狙うは首の背面――脊髄、或いは小脳。運動機能に、生涯にわたる障害を負わせるべく。
「ふむ――既に別人格が入り込んだ状態で記憶端子を使用できますか」
一方のフィラロはまるで慌てず、呟くと同時にしゃがみこむ。鉄片の矛先は首の背面からシルクハットに移った。
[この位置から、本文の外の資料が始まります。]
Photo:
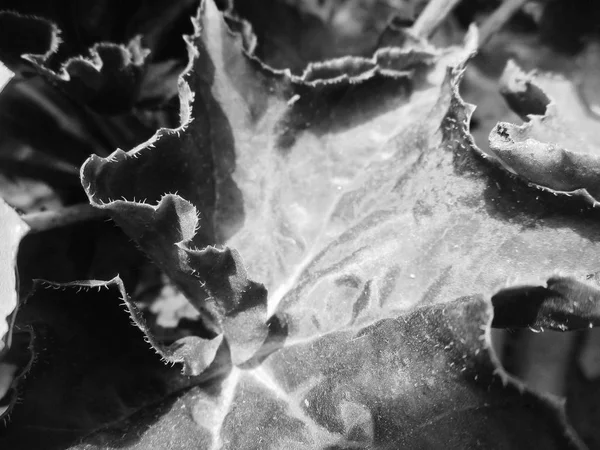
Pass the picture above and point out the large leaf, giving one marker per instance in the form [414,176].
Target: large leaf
[426,379]
[367,209]
[92,367]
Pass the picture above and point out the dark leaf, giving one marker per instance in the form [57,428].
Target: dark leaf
[557,148]
[367,209]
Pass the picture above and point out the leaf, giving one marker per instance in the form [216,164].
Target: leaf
[365,202]
[13,229]
[92,367]
[425,379]
[291,35]
[556,148]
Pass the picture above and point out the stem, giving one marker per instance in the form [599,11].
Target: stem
[48,220]
[432,16]
[497,19]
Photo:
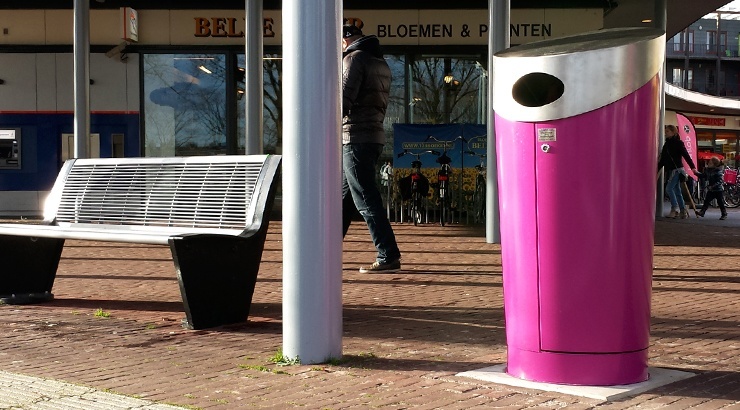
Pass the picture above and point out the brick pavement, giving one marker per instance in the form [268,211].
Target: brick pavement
[406,334]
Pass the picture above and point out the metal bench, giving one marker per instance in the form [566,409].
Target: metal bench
[212,211]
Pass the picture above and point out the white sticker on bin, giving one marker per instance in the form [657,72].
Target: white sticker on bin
[546,134]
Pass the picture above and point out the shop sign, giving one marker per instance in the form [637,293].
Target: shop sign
[404,27]
[707,121]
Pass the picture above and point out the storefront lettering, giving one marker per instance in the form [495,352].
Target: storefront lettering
[708,121]
[523,30]
[415,30]
[226,27]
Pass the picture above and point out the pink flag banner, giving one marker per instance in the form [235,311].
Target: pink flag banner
[688,135]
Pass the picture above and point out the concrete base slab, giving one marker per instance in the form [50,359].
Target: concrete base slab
[658,377]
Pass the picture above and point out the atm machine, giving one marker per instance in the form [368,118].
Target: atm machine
[10,148]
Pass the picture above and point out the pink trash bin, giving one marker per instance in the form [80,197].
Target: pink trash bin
[576,136]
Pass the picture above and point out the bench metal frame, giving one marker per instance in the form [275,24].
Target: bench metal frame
[212,211]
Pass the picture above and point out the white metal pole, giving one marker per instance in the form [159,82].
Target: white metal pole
[81,76]
[312,205]
[499,17]
[660,21]
[253,87]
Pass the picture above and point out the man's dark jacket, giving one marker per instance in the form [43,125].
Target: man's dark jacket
[366,81]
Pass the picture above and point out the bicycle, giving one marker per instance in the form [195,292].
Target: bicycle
[479,192]
[414,187]
[731,189]
[444,193]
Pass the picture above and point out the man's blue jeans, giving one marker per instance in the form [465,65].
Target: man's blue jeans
[674,190]
[360,191]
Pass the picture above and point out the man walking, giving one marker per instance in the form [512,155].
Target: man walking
[366,81]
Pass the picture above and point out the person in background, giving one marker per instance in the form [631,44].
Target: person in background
[385,173]
[366,82]
[714,173]
[670,160]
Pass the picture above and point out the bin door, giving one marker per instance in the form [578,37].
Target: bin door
[594,255]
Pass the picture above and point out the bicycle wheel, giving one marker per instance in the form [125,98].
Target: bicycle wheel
[732,196]
[479,203]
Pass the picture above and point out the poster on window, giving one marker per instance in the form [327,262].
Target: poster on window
[687,132]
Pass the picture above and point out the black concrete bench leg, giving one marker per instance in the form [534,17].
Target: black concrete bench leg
[217,277]
[28,267]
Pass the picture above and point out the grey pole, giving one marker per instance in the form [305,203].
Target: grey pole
[82,76]
[660,21]
[499,20]
[312,200]
[253,52]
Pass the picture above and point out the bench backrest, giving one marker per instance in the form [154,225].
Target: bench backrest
[221,192]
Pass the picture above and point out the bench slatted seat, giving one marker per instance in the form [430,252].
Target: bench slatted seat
[212,211]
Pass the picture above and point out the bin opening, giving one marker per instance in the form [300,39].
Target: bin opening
[537,89]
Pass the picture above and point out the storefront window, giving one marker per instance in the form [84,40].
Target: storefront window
[272,115]
[184,104]
[447,90]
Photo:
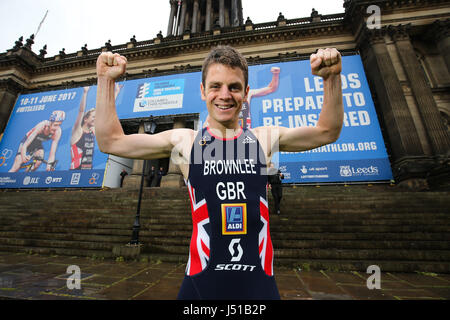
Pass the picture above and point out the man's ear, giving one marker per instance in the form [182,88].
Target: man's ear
[202,91]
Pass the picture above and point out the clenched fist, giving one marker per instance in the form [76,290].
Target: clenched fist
[326,62]
[111,65]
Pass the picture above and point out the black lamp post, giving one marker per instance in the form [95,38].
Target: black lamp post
[149,128]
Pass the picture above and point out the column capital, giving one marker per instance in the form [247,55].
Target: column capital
[439,29]
[372,36]
[399,32]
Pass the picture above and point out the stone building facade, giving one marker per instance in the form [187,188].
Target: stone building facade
[404,46]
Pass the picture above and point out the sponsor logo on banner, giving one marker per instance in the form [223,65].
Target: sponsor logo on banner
[345,171]
[30,180]
[234,218]
[247,139]
[75,180]
[50,180]
[349,171]
[159,95]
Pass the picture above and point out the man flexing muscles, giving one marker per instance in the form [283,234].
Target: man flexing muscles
[82,141]
[245,120]
[230,254]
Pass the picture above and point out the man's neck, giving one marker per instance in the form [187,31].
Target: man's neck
[224,130]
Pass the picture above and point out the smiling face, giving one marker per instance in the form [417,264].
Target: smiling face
[224,92]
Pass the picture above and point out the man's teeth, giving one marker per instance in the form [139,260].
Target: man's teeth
[223,107]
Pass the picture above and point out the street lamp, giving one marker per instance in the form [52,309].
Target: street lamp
[149,128]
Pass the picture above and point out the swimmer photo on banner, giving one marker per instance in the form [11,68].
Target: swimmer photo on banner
[49,141]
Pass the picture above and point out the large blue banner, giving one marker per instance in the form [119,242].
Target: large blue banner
[50,138]
[358,155]
[50,142]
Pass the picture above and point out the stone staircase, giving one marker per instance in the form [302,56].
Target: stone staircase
[327,227]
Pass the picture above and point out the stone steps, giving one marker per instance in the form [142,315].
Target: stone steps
[332,227]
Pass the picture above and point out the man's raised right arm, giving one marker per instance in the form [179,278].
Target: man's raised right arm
[108,130]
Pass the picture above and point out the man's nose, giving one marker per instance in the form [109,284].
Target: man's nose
[224,93]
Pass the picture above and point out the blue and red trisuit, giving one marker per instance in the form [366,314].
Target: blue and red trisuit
[231,253]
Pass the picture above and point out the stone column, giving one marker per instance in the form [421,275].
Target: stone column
[183,18]
[174,177]
[133,181]
[173,9]
[440,32]
[9,89]
[222,13]
[408,158]
[208,15]
[194,17]
[436,131]
[234,13]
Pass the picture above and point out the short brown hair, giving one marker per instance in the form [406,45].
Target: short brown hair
[228,56]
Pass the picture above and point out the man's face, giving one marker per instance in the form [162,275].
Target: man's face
[54,126]
[224,93]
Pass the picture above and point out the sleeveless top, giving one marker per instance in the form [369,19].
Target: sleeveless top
[231,254]
[82,152]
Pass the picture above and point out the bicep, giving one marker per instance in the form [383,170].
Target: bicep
[146,146]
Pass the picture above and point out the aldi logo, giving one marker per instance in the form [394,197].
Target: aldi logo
[234,218]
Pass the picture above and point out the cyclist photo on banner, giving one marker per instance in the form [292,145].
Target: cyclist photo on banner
[30,154]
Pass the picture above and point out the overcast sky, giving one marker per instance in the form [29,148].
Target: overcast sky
[71,24]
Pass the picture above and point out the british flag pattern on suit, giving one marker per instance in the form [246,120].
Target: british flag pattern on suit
[230,252]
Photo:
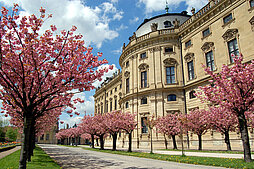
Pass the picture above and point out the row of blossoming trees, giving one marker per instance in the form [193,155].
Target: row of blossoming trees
[232,91]
[100,126]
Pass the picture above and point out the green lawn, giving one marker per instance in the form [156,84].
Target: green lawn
[208,151]
[40,160]
[211,161]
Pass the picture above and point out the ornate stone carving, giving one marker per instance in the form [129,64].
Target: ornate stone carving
[189,57]
[154,27]
[207,46]
[155,49]
[176,23]
[127,74]
[252,23]
[230,34]
[143,67]
[170,62]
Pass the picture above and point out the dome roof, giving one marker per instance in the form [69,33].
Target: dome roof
[164,21]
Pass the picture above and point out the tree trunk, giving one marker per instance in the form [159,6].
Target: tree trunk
[102,142]
[130,140]
[151,151]
[92,137]
[227,141]
[114,141]
[31,142]
[245,136]
[174,142]
[199,142]
[165,141]
[26,136]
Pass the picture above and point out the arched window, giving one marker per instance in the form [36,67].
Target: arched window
[167,24]
[172,97]
[191,94]
[144,100]
[127,105]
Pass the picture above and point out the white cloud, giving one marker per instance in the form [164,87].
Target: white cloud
[157,5]
[134,20]
[108,74]
[92,22]
[117,51]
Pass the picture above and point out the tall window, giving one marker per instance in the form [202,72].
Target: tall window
[206,32]
[167,24]
[190,70]
[188,44]
[192,94]
[251,3]
[227,18]
[101,109]
[170,75]
[172,97]
[127,105]
[143,55]
[143,125]
[115,104]
[210,60]
[144,79]
[127,85]
[233,49]
[110,106]
[144,100]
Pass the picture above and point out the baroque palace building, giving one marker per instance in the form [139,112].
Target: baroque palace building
[162,67]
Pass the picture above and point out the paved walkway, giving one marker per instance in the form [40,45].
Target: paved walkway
[197,154]
[77,158]
[6,153]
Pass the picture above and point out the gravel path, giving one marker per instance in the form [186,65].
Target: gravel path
[77,158]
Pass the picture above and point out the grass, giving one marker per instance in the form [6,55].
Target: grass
[209,151]
[40,160]
[210,161]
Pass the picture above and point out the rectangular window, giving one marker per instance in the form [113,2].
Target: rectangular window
[143,125]
[206,32]
[144,79]
[127,85]
[115,104]
[111,106]
[170,75]
[168,49]
[227,18]
[143,55]
[251,3]
[47,136]
[191,70]
[210,60]
[188,44]
[127,105]
[101,109]
[233,49]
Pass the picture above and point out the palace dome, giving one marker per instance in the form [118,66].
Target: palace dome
[164,21]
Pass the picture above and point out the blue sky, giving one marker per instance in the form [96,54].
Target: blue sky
[105,25]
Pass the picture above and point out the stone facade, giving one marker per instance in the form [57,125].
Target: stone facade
[162,68]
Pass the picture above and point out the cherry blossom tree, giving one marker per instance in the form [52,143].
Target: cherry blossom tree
[197,122]
[41,72]
[233,89]
[128,125]
[223,121]
[169,125]
[150,123]
[114,124]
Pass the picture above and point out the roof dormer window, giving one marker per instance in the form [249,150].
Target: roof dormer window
[167,24]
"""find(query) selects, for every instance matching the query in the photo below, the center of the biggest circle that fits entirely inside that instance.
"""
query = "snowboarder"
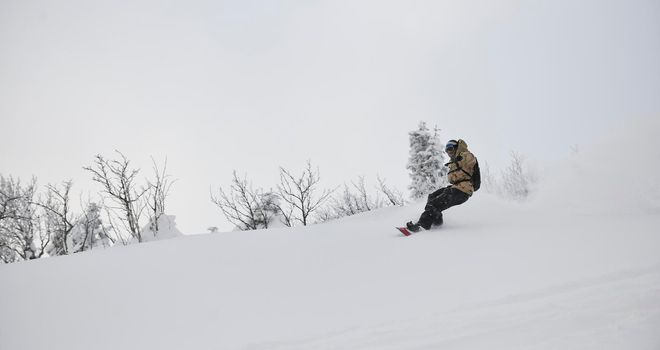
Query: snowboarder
(463, 176)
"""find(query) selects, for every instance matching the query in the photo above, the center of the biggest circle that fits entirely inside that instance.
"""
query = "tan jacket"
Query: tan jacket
(461, 169)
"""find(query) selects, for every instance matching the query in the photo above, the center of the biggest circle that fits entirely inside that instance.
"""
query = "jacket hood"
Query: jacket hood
(462, 147)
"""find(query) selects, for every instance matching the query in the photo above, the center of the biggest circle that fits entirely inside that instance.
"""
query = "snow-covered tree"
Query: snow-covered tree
(300, 196)
(246, 207)
(89, 232)
(426, 162)
(25, 232)
(517, 178)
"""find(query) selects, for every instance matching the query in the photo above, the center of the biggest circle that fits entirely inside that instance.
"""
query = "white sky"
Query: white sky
(252, 85)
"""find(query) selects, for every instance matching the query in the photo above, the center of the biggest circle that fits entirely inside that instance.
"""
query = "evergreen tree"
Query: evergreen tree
(426, 162)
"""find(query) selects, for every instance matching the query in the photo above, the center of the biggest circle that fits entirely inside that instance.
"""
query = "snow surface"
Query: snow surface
(577, 267)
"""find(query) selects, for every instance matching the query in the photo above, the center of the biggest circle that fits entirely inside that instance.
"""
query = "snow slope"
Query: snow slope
(553, 273)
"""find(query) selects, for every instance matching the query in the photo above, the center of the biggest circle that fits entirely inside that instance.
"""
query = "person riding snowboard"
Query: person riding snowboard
(463, 170)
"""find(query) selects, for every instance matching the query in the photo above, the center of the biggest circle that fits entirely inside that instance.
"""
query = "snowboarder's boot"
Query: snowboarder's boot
(413, 227)
(437, 219)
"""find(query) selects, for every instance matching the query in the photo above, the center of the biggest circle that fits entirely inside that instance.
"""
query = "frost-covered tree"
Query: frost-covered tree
(119, 185)
(426, 162)
(25, 231)
(246, 207)
(89, 231)
(300, 195)
(517, 178)
(59, 217)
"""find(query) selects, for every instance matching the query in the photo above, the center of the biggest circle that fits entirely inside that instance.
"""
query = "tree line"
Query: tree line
(35, 224)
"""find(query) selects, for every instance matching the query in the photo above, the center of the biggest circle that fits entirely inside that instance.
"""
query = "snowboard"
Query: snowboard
(404, 230)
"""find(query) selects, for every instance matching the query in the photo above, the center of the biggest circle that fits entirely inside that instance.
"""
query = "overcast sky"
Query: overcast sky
(253, 85)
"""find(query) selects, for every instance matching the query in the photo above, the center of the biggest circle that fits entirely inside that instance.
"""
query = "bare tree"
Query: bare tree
(60, 220)
(299, 194)
(517, 179)
(488, 181)
(156, 193)
(24, 234)
(245, 207)
(119, 184)
(394, 196)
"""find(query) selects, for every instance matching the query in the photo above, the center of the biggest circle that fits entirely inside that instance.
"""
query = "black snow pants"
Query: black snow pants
(439, 201)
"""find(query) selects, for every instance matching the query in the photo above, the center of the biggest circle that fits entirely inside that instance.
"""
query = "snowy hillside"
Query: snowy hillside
(578, 267)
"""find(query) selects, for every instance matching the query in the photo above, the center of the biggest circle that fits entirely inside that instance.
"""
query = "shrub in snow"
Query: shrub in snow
(166, 229)
(426, 162)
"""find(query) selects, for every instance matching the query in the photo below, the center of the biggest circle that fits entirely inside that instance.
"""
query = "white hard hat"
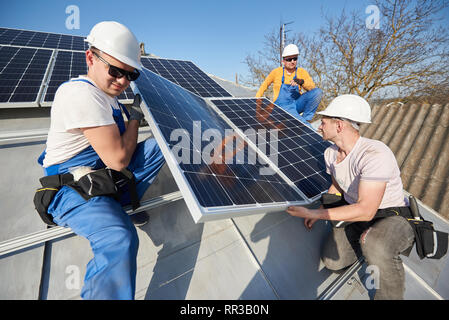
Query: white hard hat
(116, 40)
(290, 50)
(349, 106)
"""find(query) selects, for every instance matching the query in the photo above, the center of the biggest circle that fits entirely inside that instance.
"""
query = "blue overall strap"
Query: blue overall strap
(81, 80)
(283, 77)
(124, 109)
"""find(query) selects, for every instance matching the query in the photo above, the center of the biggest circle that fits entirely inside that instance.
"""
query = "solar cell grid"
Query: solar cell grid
(187, 75)
(21, 73)
(215, 184)
(300, 150)
(68, 64)
(28, 38)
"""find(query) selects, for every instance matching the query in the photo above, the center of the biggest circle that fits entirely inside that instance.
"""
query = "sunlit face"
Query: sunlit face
(98, 71)
(328, 128)
(290, 61)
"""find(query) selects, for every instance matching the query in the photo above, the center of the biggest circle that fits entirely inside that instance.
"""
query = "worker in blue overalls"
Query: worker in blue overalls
(293, 88)
(88, 132)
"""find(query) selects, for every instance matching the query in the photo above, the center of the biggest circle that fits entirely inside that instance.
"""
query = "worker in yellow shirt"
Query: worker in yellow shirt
(293, 88)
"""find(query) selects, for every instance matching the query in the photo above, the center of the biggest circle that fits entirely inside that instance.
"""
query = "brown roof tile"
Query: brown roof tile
(419, 137)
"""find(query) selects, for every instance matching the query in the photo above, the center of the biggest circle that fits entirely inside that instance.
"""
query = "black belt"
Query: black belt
(430, 243)
(102, 182)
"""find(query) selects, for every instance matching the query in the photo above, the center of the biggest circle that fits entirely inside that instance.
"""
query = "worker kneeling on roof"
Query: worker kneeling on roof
(366, 173)
(293, 88)
(88, 133)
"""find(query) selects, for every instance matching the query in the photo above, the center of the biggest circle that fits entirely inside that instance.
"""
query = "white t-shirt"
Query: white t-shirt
(368, 160)
(76, 105)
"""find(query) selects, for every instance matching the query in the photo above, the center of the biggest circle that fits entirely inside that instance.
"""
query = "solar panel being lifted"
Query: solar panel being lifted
(219, 173)
(22, 72)
(300, 150)
(187, 75)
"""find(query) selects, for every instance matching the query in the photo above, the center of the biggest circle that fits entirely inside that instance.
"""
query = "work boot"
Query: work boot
(140, 219)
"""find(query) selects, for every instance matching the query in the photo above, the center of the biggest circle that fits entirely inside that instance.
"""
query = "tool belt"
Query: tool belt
(102, 182)
(430, 243)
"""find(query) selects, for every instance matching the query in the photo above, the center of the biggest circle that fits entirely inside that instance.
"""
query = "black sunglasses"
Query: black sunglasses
(117, 72)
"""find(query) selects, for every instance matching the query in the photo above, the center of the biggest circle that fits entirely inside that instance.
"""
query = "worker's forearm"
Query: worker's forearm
(352, 212)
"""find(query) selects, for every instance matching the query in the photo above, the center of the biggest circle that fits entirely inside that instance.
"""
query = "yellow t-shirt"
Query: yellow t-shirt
(275, 77)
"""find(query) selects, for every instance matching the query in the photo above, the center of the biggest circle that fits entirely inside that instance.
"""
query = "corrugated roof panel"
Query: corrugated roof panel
(418, 135)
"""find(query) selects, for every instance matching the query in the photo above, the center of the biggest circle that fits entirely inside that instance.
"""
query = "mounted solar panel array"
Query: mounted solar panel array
(61, 57)
(221, 172)
(22, 72)
(25, 38)
(34, 64)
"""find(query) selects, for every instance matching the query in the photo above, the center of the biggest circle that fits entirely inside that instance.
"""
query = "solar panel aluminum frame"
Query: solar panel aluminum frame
(249, 141)
(199, 213)
(46, 77)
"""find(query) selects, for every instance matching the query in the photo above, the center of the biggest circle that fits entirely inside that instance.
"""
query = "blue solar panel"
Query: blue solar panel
(68, 64)
(16, 37)
(234, 181)
(299, 149)
(22, 71)
(187, 75)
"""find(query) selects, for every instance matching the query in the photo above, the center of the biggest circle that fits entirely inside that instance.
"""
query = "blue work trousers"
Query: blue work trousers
(111, 274)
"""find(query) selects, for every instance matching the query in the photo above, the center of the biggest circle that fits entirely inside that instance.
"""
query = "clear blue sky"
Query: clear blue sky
(215, 34)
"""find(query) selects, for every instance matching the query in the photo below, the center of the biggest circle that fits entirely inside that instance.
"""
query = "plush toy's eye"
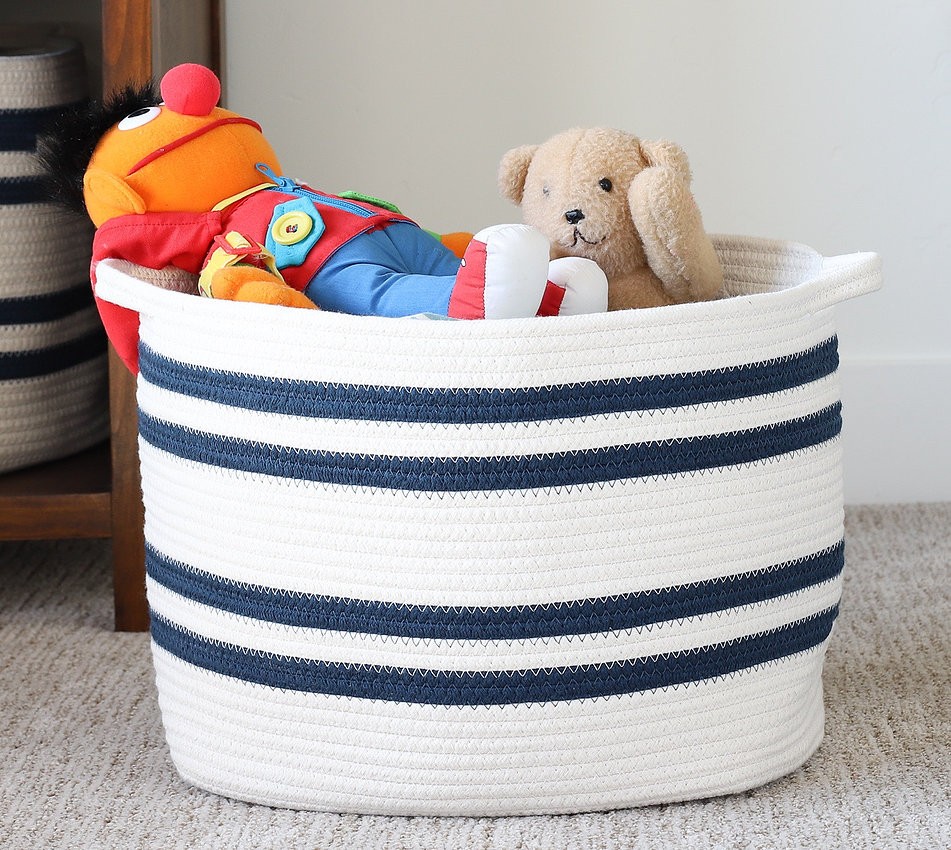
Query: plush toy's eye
(139, 117)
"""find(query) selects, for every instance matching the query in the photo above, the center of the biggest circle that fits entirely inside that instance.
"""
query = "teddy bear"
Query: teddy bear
(173, 180)
(625, 203)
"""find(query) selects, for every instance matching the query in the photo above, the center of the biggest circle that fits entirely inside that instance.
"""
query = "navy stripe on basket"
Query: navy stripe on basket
(476, 405)
(586, 616)
(17, 365)
(22, 190)
(440, 687)
(32, 309)
(20, 127)
(459, 474)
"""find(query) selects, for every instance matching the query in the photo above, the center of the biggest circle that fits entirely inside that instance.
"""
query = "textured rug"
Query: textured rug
(83, 762)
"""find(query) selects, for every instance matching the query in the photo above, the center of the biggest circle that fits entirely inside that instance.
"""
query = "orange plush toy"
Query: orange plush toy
(178, 181)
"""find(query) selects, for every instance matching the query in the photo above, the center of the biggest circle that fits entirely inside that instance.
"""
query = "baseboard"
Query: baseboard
(897, 430)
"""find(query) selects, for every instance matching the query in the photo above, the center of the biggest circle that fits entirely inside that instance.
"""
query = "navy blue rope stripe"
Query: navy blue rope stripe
(20, 127)
(447, 406)
(459, 474)
(439, 687)
(18, 365)
(22, 190)
(32, 309)
(588, 616)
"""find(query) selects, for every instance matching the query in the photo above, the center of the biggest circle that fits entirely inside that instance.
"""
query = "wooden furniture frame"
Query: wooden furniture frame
(98, 493)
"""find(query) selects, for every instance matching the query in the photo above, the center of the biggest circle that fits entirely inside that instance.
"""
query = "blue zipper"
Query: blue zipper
(285, 184)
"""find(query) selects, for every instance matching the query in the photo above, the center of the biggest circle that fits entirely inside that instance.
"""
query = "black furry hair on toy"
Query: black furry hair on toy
(67, 142)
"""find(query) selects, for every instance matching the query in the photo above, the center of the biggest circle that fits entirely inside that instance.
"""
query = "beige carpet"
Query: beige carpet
(83, 762)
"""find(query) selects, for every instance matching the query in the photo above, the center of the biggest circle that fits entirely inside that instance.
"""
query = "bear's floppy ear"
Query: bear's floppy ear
(513, 170)
(669, 154)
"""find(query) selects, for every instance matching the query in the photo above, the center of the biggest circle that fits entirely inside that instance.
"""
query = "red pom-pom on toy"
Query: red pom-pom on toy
(190, 89)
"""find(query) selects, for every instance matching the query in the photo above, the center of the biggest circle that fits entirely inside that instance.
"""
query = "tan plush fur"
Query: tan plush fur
(622, 202)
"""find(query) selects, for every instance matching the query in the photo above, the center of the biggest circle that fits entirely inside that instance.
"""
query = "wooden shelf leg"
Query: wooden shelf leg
(128, 514)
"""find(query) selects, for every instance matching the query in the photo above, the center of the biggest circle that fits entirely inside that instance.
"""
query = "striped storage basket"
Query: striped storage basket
(53, 374)
(500, 567)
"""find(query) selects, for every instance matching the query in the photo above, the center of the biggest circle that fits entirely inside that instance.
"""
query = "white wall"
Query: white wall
(826, 123)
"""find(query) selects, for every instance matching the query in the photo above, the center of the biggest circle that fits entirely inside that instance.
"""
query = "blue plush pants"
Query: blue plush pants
(398, 271)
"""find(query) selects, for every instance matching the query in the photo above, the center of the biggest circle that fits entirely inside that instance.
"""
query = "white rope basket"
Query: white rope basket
(53, 384)
(502, 567)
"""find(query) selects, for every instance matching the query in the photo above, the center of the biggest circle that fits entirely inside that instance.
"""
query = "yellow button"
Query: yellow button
(292, 228)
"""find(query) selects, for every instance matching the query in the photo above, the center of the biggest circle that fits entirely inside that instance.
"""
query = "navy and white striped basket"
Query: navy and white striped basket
(500, 567)
(53, 374)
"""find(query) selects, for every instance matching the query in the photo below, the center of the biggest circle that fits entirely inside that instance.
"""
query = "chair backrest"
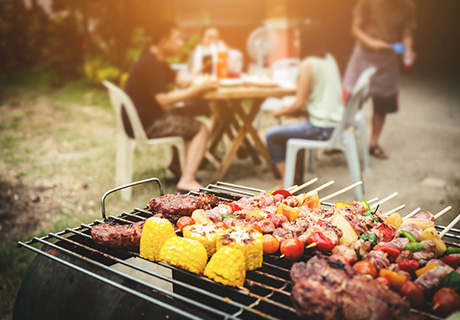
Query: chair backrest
(119, 100)
(354, 103)
(285, 70)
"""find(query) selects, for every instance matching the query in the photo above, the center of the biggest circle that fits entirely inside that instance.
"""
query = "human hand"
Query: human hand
(379, 45)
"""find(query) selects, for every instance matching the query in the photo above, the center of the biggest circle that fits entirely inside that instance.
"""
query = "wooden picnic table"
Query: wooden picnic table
(228, 114)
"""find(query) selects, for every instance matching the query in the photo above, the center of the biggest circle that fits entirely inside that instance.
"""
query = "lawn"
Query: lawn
(57, 158)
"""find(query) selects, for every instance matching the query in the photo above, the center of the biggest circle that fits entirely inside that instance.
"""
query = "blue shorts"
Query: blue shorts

構うものか、そのシルクハットも刺し穿いてやる――意気込みそのままに報炉はシルクハットに鉄片を近づけ。
ぶつかり――跳ね返された。
「あァ!?」
「ふははははっ! 先入観は教育の大敵よ!」
予想通りの展開と反応に、フィラロが笑い返しつつ銃口を向ける。超至近距離の銃撃が報炉を襲う!
「小生のシルクハットは繊維製ではなく、金属製でありますぞ!」
「ふ、っざけんな!」
高速移動で銃弾の雨を避けつつ距離を取り、記憶端子を抜く。即座にポケットに手を突っ込んで仕舞いつつ、別の記憶端子を取り出し差し込んだ。
【――Memory Bus, ejected. Memory Bus, certified. Code : “Hulk Power”】
緑の巨人は名称だけの様で身体的変調は見られないが、それでもフィラロは直感する――命の危機を。
フィラロの直感通り、今、少女の細腕に破壊魔の暴力が宿っている。
「こいつならどうだァ!?」
子供が喧嘩をする時の様に無邪気に腕を振り回す。見た目の無邪気さに反して、恐らくは1発でも殴打を受ければ死ぬと推断したフィラロは、慣れた手付で銃弾を再装填、引き金を弾丸の数だけ引き続けた。銃弾はいとも簡単に振り回される拳に到達する。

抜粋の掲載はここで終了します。